NLP is a branch of data science that consists of systematic processes for analyzing, understanding, and deriving information from the text information in a smart and efficient manner. By utilizing NLP and its parts, one can organize the massive chunks of text information, perform various automated tasks and solve a wide range of issues like – automatic summarization, machine translation, named entity recognition, relationship extraction, sentiment analysis, speech recognition, and topic segmentation etc.
NLTK (Natural Language Toolkit) is a leading platform for building Python programs to work with human language data. It provides easy-to-use interfaces to lexical resources like WordNet, along with a collection of text processing libraries for classification, tokenization, stemming, and tagging, parsing, and semantic reasoning, wrappers for industrial-strength NLP libraries.
NLTK has been called “a wonderful tool for teaching and working in, computational linguistics using Python,” and “an amazing library to play with natural language.”
Downloading and installing NLTK
The main issue with text data is that it's all in text format. However, the Machine learning algorithms need some variety of numerical feature vector so as to perform the task. Thus before we have a tendency to begin with any NLP project we'd like to pre-process it to form it ideal for working. Basic text pre-processing includes:
import nltk
from nltk.tokenize import word_tokenize
text = "God is Great! I won a lottery."
print(word_tokenize(text))
Output: ['God', 'is', 'Great', '!', 'I', 'won', 'a', 'lottery', '.']
import nltk
from nltk.corpus import stopwords
set(stopwords.words('english'))
# import these modules
from nltk.stem import PorterStemmer
from nltk.tokenize import word_tokenize
ps = PorterStemmer()
# choose some words to be stemmed
words = ["Connect", "Connects", “Connected”, "Connecting", "Connection", "Connections"]
for w in words:
print(w, " : ", ps.stem(w))
# import these modules
from nltk.stem import WordNetLemmatizer
lemmatizer = WordNetLemmatizer()
print("rocks :", lemmatizer.lemmatize("rocks"))
print("corpora :", lemmatizer.lemmatize("corpora"))
# a denotes adjective in "pos"
print("better :", lemmatizer.lemmatize("better", pos ="a"))
-> rocks : rock
-> corpora : corpus
-> better : good
Now we need to transform text into a meaningful vector array. This vector array is a representation of text that describes the occurrence of words within a document. For example, if our dictionary contains the words {Learning, is, the, not, great}, and we want to vectorize the text “Learning is great”, we would have the following vector: (1, 1, 0, 0, 1). A problem is that extremely frequent words begin to dominate within the document (e.g. larger score), however might not contain as much informational content. Also, it will offer additional weight to longer documents than shorter documents.

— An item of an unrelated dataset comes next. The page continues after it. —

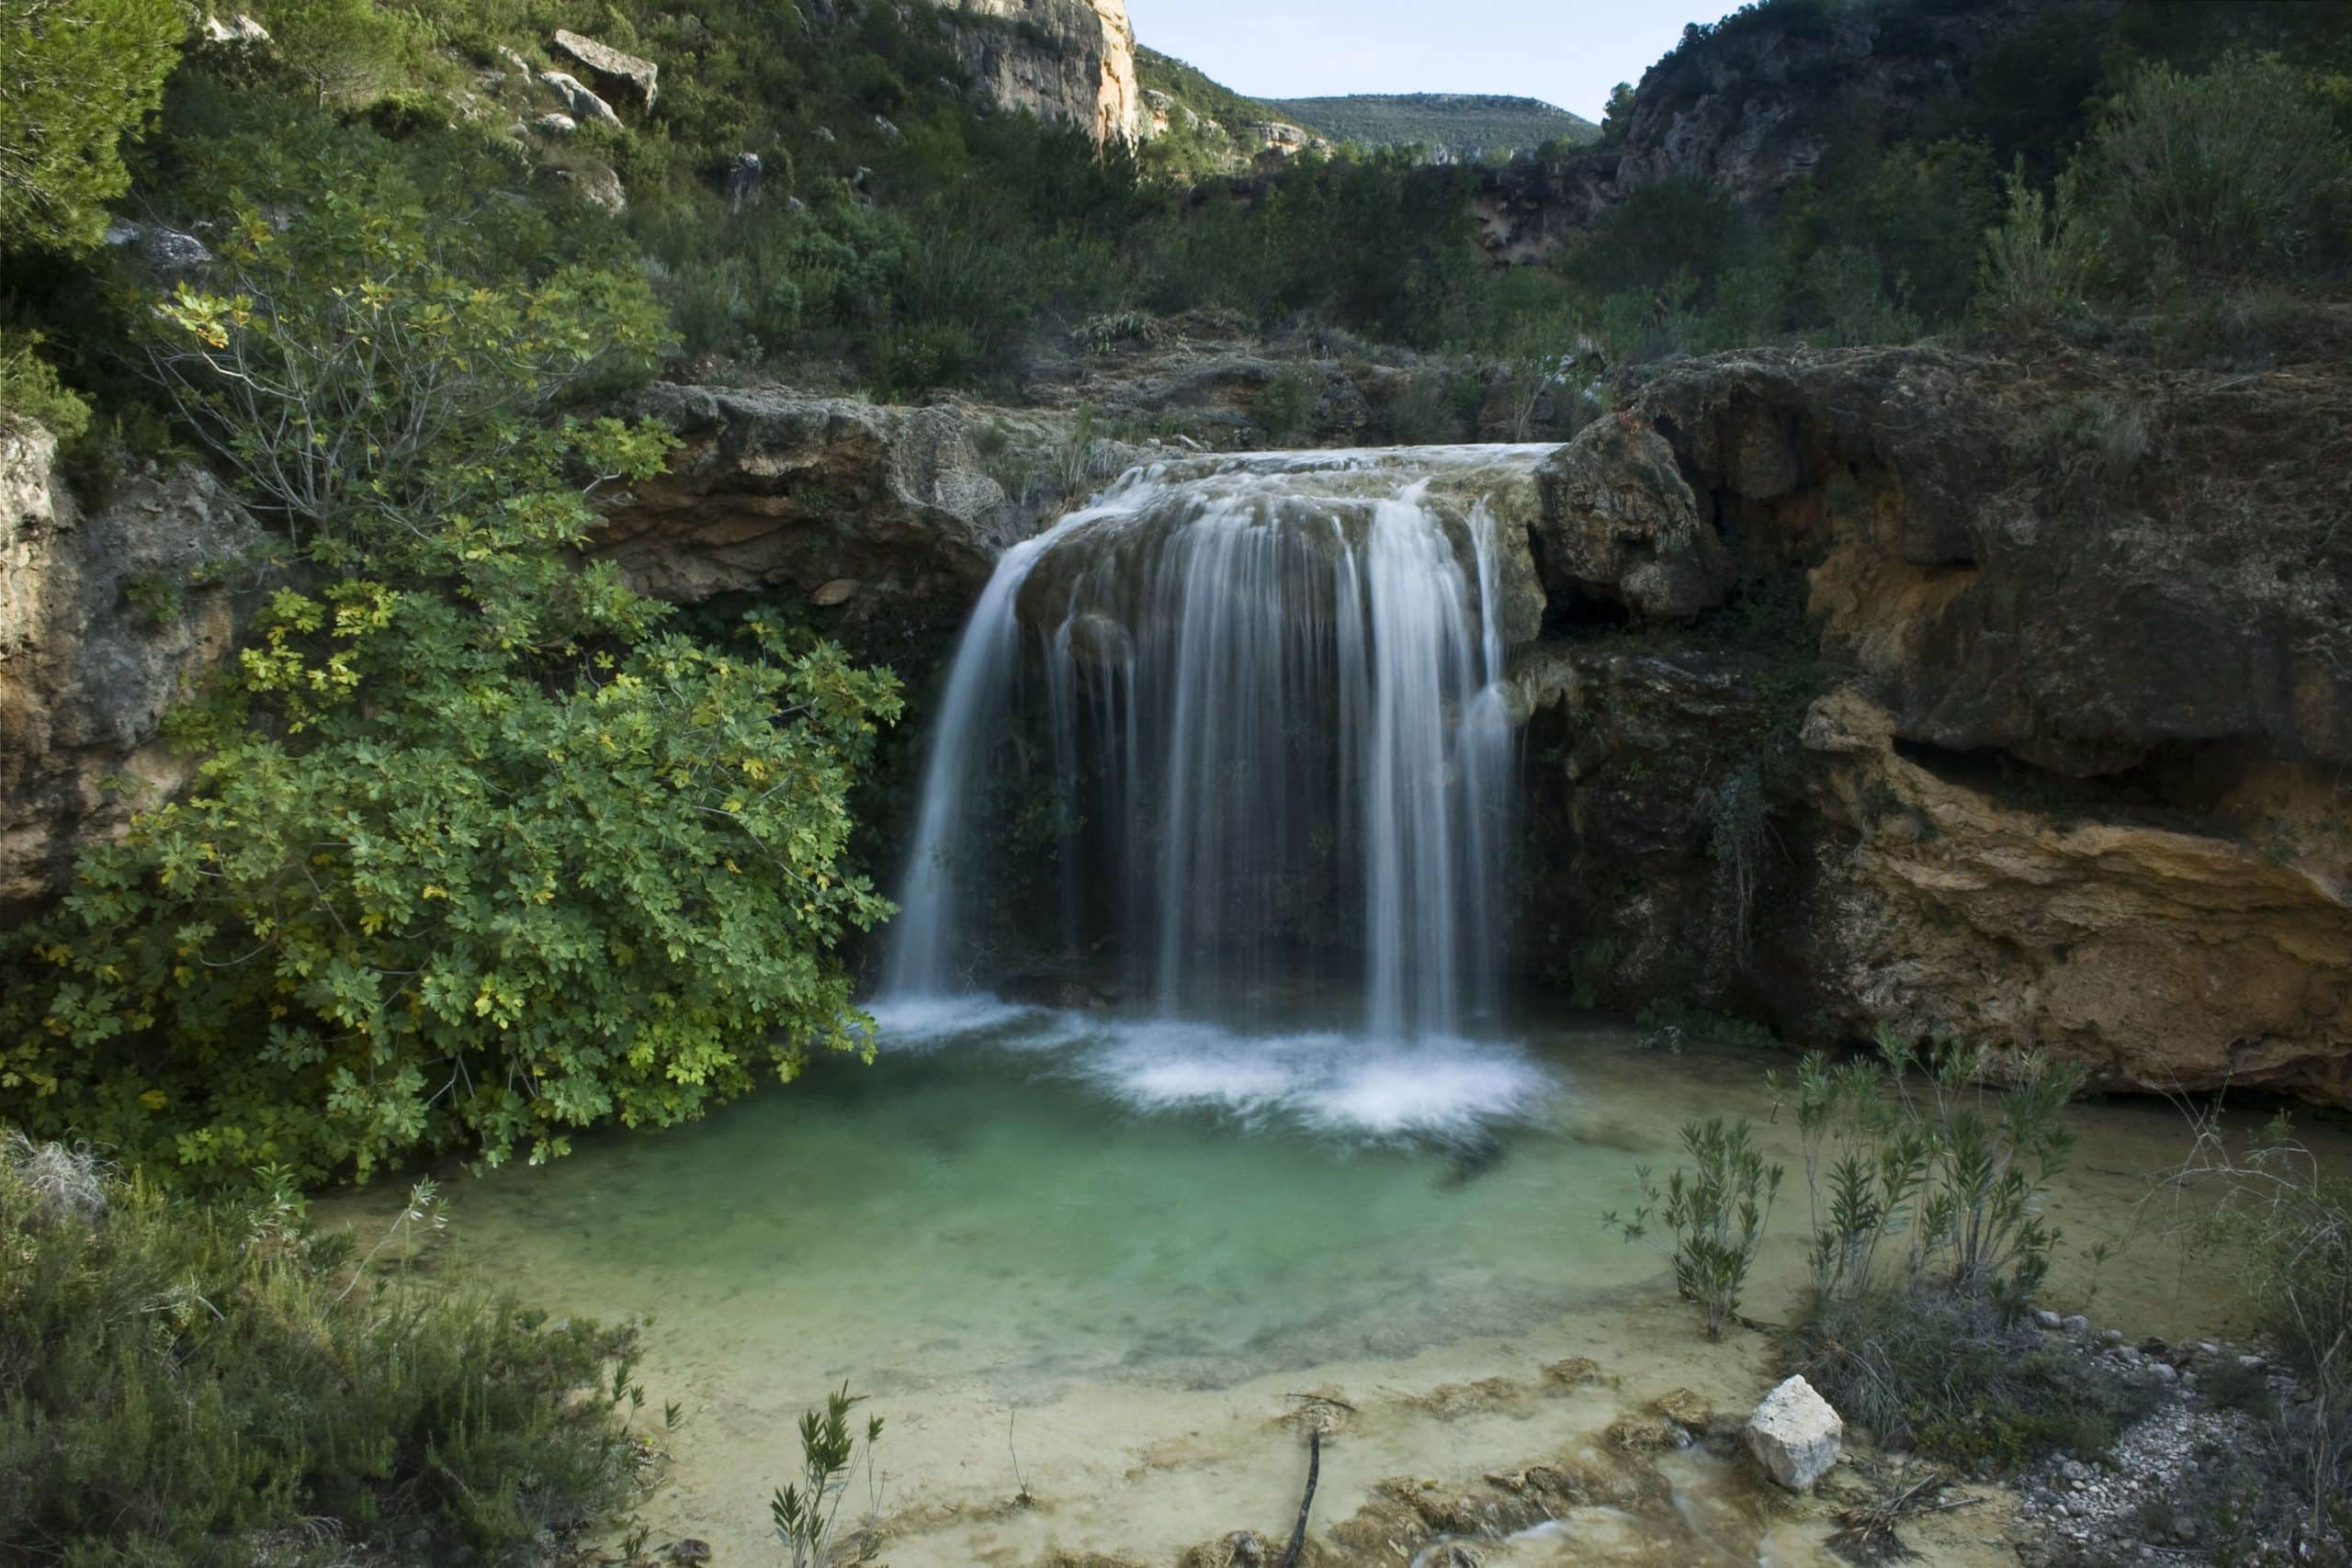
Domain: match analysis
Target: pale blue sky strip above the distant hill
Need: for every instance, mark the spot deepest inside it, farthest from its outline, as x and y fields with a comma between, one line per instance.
x=1565, y=53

One approach is to rescale the frequency of words or the scores for frequent words called Term Frequency-Inverse Document Frequency.

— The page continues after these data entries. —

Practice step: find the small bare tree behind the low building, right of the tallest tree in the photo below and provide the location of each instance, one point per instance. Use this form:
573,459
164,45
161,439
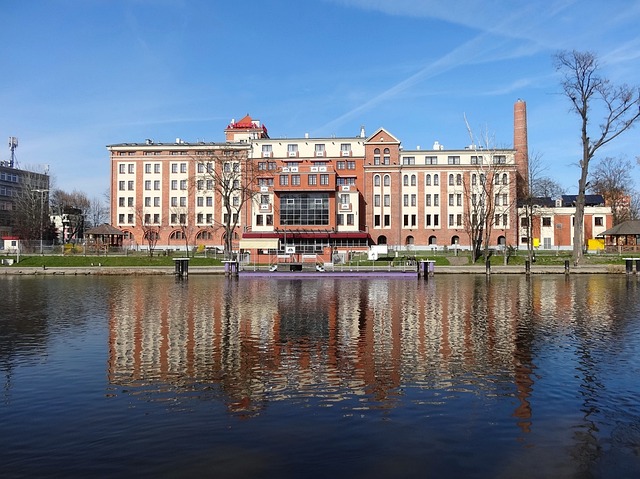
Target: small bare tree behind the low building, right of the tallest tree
611,178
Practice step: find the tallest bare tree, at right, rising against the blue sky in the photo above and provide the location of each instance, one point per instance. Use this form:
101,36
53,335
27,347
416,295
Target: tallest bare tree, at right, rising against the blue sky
590,94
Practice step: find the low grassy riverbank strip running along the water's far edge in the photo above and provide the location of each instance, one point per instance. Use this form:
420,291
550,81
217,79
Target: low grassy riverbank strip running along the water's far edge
337,271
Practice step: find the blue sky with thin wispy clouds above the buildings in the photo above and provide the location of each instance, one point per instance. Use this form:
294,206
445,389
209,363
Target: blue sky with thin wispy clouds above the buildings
80,74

TF = (Number of times term t appears in a document)/ (Number of terms in the document)
IDF = 1+log(N/n), where, N is the number of documents and n is the number of documents a term t has appeared in.
Tf-idf weight is a weight often used in information retrieval and text mining.

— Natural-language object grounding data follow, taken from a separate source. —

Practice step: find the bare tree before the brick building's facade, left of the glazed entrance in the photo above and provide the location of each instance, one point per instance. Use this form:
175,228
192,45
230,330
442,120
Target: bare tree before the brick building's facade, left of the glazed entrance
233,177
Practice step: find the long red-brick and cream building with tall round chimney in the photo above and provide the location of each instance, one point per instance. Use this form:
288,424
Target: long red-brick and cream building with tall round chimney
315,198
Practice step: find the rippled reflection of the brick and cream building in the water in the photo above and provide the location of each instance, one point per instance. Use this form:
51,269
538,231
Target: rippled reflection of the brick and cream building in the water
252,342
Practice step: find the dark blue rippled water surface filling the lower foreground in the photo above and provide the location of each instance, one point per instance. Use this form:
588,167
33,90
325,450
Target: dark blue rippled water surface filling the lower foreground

Tf-IDF can be implemented in scikit learn as:
from sklearn.feature_extraction.text import TfidfVectorizer
corpus = [
... 'This is the first document.’
... 'This document is the second document.’
... 'And this is the third one.’
... 'Is this the first document?',]
>>> vectorizer = TfidfVectorizer()
>>> X = vectorizer.fit_transform(corpus)
>>> print(vectorizer.get_feature_names())
['and', 'document', 'first', 'is', 'one', 'second', 'the', 'third', 'this']
>>> print(X.shape)
(4, 9)
Cosine Similarity (d1, d2) = Dot product(d1, d2) / ||d1|| * ||d2||
import numpy as np
from sklearn.metrics.pairwise import cosine_similarity
# vectors
a = np.array([1,2,3])
b = np.array([1,1,4])
# manually compute cosine similarity
dot = np.dot(a, b)
norma = np.linalg.norm(a)
normb = np.linalg.norm(b)
cos = dot / (norma * normb)
After completion of cosine similarity matric we perform algorithmic operation on it for Document similarity calculation, sentiment analysis, topic segmentation etc.
I have done my best to make the article simple and interesting for you, hope you found it useful and interesting too.